The IG was not alone in responding to the shift in popular opinion; the Biden administration also began recalibrating its posture as support for the war declined. On 5 November the Washington Post reported that faced with widespread war “fatigue,” the White House was nudging Zelensky to pretend he was open to negotiations:
“While U.S. officials share their Ukrainian counterparts’ assessment that Putin, for now, isn’t serious about negotiations, they acknowledge that President Volodymyr Zelensky’s ban on talks with him has generated concern in parts of Europe, Africa and Latin America, where the war’s disruptive effects on the availability and cost of food and fuel are felt most sharply.
“‘Ukraine fatigue is a real thing for some of our partners,’ said one U.S. official who, like others interviewed for this report, spoke on the condition of anonymity to discuss sensitive conversations between Washington and Kyiv.”
It seems unlikely that there are going to be any serious negotiations, but when and if they do take place, it is safe to assume that Zelensky’s government will play roughly the same role that Ashraf Ghani’s puppet regime did during the Afghan “peace process” preceding the chaotic exit of US forces from Kabul in August 2021.
In our October 2022 “litmus test,” we observed that the IG’s refusal to side militarily with Russia against the imperialists and their proxies was:
“driven by adaptation to political backwardness. This is compounded by the reluctance of the group’s leaders to admit having made a mistake in the first place. Leader-cults of various stripes routinely practice this sort of ‘prestige politics,’ but it is an approach that is entirely alien to the Bolshevik-Leninist tradition which the IG claims to stand in.”

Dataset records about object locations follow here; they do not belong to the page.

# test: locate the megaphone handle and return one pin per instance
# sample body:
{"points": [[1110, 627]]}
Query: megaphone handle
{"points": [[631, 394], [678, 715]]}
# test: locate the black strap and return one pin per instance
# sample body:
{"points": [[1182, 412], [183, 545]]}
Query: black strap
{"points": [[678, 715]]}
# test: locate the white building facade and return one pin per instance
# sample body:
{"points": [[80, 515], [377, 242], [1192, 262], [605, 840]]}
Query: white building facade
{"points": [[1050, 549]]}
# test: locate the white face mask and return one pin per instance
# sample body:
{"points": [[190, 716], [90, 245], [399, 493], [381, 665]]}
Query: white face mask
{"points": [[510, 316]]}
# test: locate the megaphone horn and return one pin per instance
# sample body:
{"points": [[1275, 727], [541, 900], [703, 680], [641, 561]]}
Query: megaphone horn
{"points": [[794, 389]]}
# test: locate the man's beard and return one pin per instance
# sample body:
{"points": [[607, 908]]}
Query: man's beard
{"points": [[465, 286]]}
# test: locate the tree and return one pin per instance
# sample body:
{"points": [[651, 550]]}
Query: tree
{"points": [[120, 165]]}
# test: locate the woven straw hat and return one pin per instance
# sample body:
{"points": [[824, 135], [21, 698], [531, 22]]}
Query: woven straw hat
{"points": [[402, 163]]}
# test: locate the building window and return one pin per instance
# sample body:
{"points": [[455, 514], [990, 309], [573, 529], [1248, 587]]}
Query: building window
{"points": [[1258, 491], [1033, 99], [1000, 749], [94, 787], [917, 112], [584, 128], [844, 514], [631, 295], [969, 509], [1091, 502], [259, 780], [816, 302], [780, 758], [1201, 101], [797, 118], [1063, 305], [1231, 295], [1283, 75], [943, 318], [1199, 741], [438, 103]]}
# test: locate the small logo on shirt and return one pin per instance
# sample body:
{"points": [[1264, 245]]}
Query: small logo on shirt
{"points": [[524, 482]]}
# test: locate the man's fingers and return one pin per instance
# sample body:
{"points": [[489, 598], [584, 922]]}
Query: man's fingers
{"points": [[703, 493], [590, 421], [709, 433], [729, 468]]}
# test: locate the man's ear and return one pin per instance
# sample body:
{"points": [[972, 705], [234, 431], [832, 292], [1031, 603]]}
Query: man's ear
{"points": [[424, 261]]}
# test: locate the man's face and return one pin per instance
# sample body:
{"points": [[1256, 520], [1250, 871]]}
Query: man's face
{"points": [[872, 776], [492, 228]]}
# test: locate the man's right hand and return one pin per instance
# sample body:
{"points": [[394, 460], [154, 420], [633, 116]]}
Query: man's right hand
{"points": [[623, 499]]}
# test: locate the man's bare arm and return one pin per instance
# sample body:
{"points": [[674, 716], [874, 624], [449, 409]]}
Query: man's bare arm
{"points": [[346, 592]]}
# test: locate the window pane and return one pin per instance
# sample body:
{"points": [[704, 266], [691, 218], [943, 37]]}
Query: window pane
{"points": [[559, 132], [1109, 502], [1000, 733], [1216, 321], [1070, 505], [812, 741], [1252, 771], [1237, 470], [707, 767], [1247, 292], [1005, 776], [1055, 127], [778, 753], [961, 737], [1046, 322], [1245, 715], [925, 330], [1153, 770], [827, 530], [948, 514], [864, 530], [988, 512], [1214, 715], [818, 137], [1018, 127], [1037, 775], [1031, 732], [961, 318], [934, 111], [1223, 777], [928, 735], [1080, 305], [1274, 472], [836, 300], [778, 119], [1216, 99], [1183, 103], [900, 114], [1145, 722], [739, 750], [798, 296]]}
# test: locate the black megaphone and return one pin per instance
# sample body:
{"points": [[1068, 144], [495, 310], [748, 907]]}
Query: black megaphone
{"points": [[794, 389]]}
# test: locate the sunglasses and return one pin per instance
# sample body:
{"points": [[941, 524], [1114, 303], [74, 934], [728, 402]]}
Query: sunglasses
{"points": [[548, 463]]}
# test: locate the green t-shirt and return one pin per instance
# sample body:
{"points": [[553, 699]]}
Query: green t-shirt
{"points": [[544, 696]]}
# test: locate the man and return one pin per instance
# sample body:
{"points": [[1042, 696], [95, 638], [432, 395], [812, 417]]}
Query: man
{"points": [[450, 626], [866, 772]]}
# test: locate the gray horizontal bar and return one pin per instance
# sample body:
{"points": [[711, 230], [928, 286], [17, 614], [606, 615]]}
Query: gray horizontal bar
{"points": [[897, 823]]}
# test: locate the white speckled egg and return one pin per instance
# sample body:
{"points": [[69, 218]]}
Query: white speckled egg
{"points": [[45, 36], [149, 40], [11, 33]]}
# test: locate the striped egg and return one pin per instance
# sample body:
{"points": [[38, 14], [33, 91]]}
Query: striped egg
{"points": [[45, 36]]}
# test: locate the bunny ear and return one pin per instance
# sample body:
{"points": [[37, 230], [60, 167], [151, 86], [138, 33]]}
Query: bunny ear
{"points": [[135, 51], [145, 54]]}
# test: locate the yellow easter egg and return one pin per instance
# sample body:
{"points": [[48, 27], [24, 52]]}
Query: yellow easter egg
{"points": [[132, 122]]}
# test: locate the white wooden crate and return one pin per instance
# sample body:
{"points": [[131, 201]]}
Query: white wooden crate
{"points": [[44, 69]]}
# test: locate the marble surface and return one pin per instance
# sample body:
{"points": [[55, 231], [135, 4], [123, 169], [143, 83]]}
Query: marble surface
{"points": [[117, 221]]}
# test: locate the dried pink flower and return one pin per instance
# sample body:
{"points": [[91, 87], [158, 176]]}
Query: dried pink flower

The IG’s labored attempt to portray a routine NATO confab in mid-October as a moment of qualitative transformation recalls the clumsy attempts by the Kremlin and its international satellites to alibi the various abrupt policy lurches of the Soviet bureaucracy. In 1954 James P. Cannon observed:
“You know, the Stalinists make more changes, and more rapid and drastic changes, than any other party in history. But they never say: ‘We made a mistake.’ They always say: ‘The situation has changed.’ We should be more precise and more honest.”